Lo scopo del volume del quarantasettenne laico anconetano – sposato, risiedente a Perugia, dottore in teologia fondamentale, laureato in filosofia e docente di teologia fondamentale nell’Istituto teologico di Assisi – è quello di sfatare tre pregiudizi duri a morire, riguardanti le caratteristiche della Galilea meridionale nel I sec. d.C.
Con dettato semplice, sintetico e documentato, egli demolisce la convinzione maggioritaria anche ai nostri giorni, che la Galilea fosse gentile, rurale e rivoluzionaria.
L’autore sostiene la necessità di far interagire maggiormente i risultati dell’archeologia con le attestazioni letterarie del tempo coevo di Gesù, spesso sovrastimate e utilizzate in modo unilaterale e talvolta ideologico.
Nella prima parte del volume (pp. 15-56), attraverso l’analisi dei risultati delle opere di Horsley, Zvi Gal, Reed, Chance, Leitner e Robot, Testaferri ricostruisce il percorso che ha portato ai nuovi risultati.
Se, nel periodo immediatamente posteriore all’esilio, ci fu una diminuzione degli abitanti, progressivamente – specie con gli asmonei – si avviò un ripopolamento della Galilea meridionale. Essa era circondata da popolazioni gentili, ma rimase fondamentalmente di cultura e religione giudaica.
Il clima, le precipitazioni piovose tra i 600 e 700 mm annui favorirono le coltivazioni agricole, ma la Galilea meridionale conobbe anche una discreta urbanizzazione, con una rete stradale apprezzabile che permise il commercio del pesce e dei prodotti della ceramica.
La presenza di varie cittadine nuove o ricostruite (Sefforis, Tiberiade ecc.) testimonia una certa agiatezza di alcune classi sociali.
La monetizzazione attuata dagli asmonei, specie di monete di piccolo taglio, attesta la presenza di cambi commerciali di discreto volume.
La cultura e la religione giudaica sono testimoniate dalla presenza di sinagoghe – recentissima la scoperta di quella di Magdala/Tarichea –, l’assenza di motivi iconici nei sarcofagi, la presenza massiccia di contenitori di pietra, l’assenza di ossa di maiale nell’insieme dei residui rinvenuti.
Magdala testimonia la presenza di ambienti edilizi pubblici, strade larghe e ben pavimentate, un porto con il molo che attesta il commercio del pesce (salato).

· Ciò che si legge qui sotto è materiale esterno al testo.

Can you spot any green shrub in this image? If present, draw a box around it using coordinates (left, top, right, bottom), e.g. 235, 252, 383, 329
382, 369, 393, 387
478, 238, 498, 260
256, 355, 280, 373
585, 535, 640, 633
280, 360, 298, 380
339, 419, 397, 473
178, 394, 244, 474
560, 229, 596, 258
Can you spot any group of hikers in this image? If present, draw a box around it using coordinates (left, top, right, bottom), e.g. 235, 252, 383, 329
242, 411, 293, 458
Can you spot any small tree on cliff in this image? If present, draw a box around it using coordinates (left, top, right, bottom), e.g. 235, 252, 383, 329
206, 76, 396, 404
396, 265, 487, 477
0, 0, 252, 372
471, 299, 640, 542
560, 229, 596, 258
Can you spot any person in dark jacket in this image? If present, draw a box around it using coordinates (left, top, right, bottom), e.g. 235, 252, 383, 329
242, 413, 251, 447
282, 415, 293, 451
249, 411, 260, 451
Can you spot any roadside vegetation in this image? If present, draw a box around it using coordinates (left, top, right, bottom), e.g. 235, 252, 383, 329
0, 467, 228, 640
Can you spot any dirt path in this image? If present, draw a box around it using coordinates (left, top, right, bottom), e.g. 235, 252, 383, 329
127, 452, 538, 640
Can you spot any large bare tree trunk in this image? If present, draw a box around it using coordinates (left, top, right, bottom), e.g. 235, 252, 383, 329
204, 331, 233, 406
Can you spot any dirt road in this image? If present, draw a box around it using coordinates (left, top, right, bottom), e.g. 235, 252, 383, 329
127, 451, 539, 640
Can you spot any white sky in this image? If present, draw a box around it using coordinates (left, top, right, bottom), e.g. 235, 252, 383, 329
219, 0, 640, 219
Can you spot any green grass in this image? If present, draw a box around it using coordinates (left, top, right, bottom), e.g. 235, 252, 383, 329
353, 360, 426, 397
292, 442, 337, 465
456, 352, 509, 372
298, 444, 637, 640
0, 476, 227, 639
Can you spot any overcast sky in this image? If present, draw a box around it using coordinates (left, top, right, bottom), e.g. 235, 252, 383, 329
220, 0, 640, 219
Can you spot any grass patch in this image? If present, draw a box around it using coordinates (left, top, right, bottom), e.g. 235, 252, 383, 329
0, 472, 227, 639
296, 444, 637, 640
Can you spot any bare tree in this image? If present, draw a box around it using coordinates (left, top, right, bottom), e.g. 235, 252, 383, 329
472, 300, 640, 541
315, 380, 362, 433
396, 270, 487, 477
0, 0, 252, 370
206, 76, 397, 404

La Galilea non era una regione sonnolenta, da immaginare bucolicamente attestata su un’economia di pura sussistenza e di baratto, ma una regione collegata con il sud, praticante le osservanze religiose della Torah, collegata al tempio di Gerusalemme (con pellegrinaggi ecc.), con la presenza di farisei.
La regione non fu agitata da moti rivoluzionari, ma godette con Erode Antipa di un lungo periodo (4 a.C. – 39 d.C.) di relativa tranquillità e prosperità. Moti politici violenti si ebbero a sud, in Giudea, e dopo la fine del regno di Antipa.
L’occupazione romana, pur tra mugugni immancabili, portò stabilità politica, che permise l’attività ordinata delle persone. L’attivismo edilizio procurò lavoro a molti cittadini, e con questo la tranquillità delle famiglie e della società in genere.
La Galilea non fu pagana, rurale e rivoluzionaria. Gesù fu in contatto con la cultura religiosa del sud e non fu un giudeo marginale (polemica con John P. Meier, mai citato).
Giusta la causa per cui si batte Testaferri e ben presentata e documentata la sua via per una Quarta ricerca su Gesù, che tenga maggiormente conto dei risultati dell’archeologia.
Francesco Testaferri, Galilea al tempo di Gesù. Nuove scoperte archeologiche e prospettive (Orizzonti biblici – Nuova serie s.n.), Cittadella ed., Assisi 2018, pp. 100, € 10,90.